On Tuesday night and Wednesday we were blessed by a visit from Madison, who came home from Colorado to see the family for Christmas (she’ll be on-call at work next week). Sitting around the dining room table late into Tuesday evening and again in the afternoon on Wednesday, Wendy and I waded once more into deep weeds with our daughter. We had honest conversation about old scars, misperceptions, and miscommunication. We acknowledged the ways we have hurt one another over the years, whom we love deeply.
So, here’s the problem I have with Job. I get that he feels his suffering is unjust. I understand feeling that the scales of justice are out of whack when you do your darnedest to be an alright guy and life takes a dump on you. I’m a good, midwestern protestant boy of hardworking Dutch heritage.
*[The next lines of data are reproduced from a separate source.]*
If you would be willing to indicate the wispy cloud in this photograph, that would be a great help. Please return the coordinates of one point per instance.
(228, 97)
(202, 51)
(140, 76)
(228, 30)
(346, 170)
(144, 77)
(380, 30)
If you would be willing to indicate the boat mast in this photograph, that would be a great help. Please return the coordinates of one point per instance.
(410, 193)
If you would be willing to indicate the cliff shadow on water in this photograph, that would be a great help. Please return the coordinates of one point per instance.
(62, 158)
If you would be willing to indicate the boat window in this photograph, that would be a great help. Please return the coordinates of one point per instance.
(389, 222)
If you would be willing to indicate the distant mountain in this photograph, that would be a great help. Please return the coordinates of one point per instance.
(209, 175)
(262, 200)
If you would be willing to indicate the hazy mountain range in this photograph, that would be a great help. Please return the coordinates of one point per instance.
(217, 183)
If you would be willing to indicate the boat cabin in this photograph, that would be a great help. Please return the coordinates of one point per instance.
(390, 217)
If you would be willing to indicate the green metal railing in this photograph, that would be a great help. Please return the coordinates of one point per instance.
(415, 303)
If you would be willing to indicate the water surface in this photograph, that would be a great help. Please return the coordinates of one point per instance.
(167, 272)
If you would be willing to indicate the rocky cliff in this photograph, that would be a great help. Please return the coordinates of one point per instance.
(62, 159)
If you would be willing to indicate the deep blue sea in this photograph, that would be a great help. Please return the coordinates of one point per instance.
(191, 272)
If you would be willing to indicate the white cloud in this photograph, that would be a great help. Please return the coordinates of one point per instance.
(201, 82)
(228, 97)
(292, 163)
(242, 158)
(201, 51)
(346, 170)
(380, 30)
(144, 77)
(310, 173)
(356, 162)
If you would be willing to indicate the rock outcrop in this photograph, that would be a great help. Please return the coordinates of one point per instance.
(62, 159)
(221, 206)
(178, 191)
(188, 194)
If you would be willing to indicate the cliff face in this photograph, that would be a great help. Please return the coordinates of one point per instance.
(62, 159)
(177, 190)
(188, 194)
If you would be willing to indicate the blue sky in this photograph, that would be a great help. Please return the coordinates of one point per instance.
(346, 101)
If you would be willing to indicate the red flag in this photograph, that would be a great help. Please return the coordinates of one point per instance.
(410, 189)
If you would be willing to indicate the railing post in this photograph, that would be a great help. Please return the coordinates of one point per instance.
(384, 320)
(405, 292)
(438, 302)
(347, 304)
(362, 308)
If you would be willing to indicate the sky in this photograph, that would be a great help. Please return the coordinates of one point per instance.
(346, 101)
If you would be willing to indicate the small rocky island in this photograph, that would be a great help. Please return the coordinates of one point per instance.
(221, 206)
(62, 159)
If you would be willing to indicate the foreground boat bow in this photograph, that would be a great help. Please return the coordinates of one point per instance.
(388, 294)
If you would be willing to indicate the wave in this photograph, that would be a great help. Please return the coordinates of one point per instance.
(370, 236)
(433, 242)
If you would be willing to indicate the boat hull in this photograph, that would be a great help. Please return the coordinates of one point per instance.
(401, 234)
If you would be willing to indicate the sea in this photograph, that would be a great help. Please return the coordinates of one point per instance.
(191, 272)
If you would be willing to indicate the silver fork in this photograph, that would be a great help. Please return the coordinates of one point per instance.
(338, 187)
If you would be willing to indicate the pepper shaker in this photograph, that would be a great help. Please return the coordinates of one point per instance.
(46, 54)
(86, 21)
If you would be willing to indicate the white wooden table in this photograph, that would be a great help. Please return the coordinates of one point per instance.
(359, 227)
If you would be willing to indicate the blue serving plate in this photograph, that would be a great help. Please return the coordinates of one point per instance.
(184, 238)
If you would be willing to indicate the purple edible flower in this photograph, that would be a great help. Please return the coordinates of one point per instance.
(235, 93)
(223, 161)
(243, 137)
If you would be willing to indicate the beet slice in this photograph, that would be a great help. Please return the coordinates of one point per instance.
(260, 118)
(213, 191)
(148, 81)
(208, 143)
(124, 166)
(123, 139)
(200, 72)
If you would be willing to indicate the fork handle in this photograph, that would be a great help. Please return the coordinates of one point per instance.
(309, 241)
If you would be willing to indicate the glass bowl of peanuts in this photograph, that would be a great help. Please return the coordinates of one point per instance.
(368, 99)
I’ve tried hard to serve God and walk the straight and narrow since the days of my youth. Reading today’s chapter, however, leaves me scratching my head at Job’s claims of piety:
- I haven’t looked lustfully at a woman
- I haven’t walked with falsehood
- I haven’t been enticed by a woman or committed adultery
- I haven’t been unjust to my servants
- I haven’t denied the poor or refused to share with the needy
- I haven’t been greedy
- I haven’t rejoiced at my enemies misfortune
- I have no hidden sins
I get that Job is a good guy, but no one is that good. When I go down this list I realize that I (or my wife, daughters, family, friends, neighbors, employees, and etc.) could provide you with specific examples of ways of committed each of these wrongdoings somewhere along my journey. I’m not proud of this fact. Maybe I’m just a rotten person, but that’s the point. No matter how good we try to be, we all have tragic flaws. We all make mistakes. Each one of us repeatedly finds ourselves choosing to do the things we don’t want to do and refusing to do the things we know we should. Each one of us causes hurt to the ones we love the most.
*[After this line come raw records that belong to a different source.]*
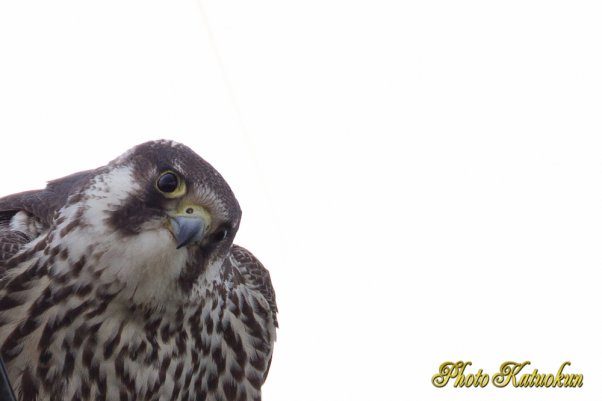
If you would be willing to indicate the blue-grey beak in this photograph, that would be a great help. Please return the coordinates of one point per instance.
(187, 229)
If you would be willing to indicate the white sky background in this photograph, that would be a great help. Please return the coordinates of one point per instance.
(422, 179)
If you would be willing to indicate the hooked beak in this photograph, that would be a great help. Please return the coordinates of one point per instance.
(187, 229)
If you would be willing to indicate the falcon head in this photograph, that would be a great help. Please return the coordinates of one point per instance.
(154, 225)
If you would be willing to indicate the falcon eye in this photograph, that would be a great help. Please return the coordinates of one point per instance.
(170, 185)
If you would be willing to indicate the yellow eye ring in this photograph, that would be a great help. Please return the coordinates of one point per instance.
(170, 185)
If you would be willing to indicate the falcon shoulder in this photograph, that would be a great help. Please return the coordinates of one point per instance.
(24, 216)
(256, 277)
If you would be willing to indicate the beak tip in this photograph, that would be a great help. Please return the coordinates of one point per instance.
(187, 230)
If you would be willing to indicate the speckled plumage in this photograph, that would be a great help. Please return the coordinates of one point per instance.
(98, 303)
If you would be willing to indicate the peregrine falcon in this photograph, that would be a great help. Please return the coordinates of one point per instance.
(123, 283)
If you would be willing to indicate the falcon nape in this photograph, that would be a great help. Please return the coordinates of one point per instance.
(123, 283)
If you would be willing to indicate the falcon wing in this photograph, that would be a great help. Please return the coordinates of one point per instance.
(35, 209)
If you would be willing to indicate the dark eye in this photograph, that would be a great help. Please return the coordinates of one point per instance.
(168, 182)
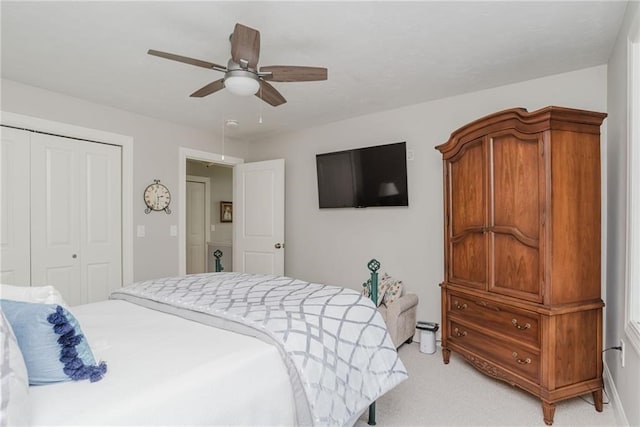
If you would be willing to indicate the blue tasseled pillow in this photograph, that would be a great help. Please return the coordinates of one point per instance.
(52, 343)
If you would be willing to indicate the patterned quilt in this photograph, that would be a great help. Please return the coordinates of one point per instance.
(334, 342)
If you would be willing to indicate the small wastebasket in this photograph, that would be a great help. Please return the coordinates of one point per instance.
(427, 336)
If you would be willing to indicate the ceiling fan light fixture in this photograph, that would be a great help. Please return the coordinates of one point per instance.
(241, 83)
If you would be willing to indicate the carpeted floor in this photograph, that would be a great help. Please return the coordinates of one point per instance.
(459, 395)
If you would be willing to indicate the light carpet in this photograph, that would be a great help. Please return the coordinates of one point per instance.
(459, 395)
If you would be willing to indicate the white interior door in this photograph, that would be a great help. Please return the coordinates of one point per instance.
(76, 224)
(196, 224)
(258, 199)
(100, 168)
(15, 266)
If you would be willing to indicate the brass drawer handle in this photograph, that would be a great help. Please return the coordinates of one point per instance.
(518, 326)
(460, 333)
(458, 306)
(520, 361)
(487, 305)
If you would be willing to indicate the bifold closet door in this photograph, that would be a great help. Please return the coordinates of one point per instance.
(75, 217)
(15, 262)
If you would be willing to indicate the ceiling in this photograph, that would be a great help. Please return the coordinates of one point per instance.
(380, 55)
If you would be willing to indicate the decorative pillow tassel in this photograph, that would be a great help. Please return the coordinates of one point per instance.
(74, 366)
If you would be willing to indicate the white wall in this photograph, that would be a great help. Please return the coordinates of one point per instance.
(627, 379)
(334, 245)
(155, 155)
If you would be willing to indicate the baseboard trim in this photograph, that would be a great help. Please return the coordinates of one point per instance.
(614, 398)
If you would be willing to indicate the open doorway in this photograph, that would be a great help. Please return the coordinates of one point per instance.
(209, 216)
(199, 236)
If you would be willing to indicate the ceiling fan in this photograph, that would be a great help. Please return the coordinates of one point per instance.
(241, 75)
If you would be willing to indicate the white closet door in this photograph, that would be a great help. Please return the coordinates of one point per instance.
(55, 215)
(75, 217)
(14, 210)
(196, 228)
(100, 220)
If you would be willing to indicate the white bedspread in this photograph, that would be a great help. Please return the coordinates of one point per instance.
(165, 370)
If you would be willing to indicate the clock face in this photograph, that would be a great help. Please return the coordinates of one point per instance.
(157, 197)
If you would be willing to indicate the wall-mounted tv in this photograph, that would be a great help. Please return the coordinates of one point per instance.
(362, 177)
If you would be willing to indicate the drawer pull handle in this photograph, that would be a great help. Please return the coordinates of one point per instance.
(520, 361)
(487, 305)
(521, 327)
(458, 306)
(460, 333)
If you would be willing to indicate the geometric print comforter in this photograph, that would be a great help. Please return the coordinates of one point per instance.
(333, 340)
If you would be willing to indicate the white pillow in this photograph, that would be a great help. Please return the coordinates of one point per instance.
(37, 294)
(14, 409)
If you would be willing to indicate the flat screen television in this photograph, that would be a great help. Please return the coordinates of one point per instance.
(363, 177)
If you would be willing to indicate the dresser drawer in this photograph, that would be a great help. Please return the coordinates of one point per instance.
(512, 357)
(520, 324)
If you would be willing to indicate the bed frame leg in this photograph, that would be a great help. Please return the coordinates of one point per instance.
(372, 414)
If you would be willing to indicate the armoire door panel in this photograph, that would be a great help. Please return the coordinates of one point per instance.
(466, 205)
(468, 260)
(516, 269)
(516, 190)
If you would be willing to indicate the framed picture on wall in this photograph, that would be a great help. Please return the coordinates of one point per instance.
(226, 212)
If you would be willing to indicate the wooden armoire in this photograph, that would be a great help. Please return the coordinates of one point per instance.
(521, 292)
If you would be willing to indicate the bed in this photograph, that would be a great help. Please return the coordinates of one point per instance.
(226, 349)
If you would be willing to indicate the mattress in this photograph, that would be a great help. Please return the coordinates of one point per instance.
(166, 370)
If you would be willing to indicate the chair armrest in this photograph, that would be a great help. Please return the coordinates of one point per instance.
(402, 304)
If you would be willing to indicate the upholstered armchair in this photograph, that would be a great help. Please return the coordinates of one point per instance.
(400, 318)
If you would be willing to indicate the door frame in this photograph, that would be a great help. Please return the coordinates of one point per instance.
(185, 154)
(36, 124)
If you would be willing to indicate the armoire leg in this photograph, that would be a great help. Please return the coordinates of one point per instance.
(597, 399)
(548, 410)
(445, 355)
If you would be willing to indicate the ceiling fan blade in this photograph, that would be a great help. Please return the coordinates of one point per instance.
(209, 89)
(187, 60)
(269, 94)
(290, 73)
(245, 45)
The ultimate theme of the epic poem of Job are the questions which arise when good people who lead good lives experience tragic and inexplicable suffering. I get from a literary perspective that Job’s lofty claims of righteousness serve to heighten his climactic argument in this cosmic debate just before God breaks His silence. Still, I read the claims and think to myself, “I think you left something off the list, Job: Humility.”
And, I think that’s exactly where God will enter the debate.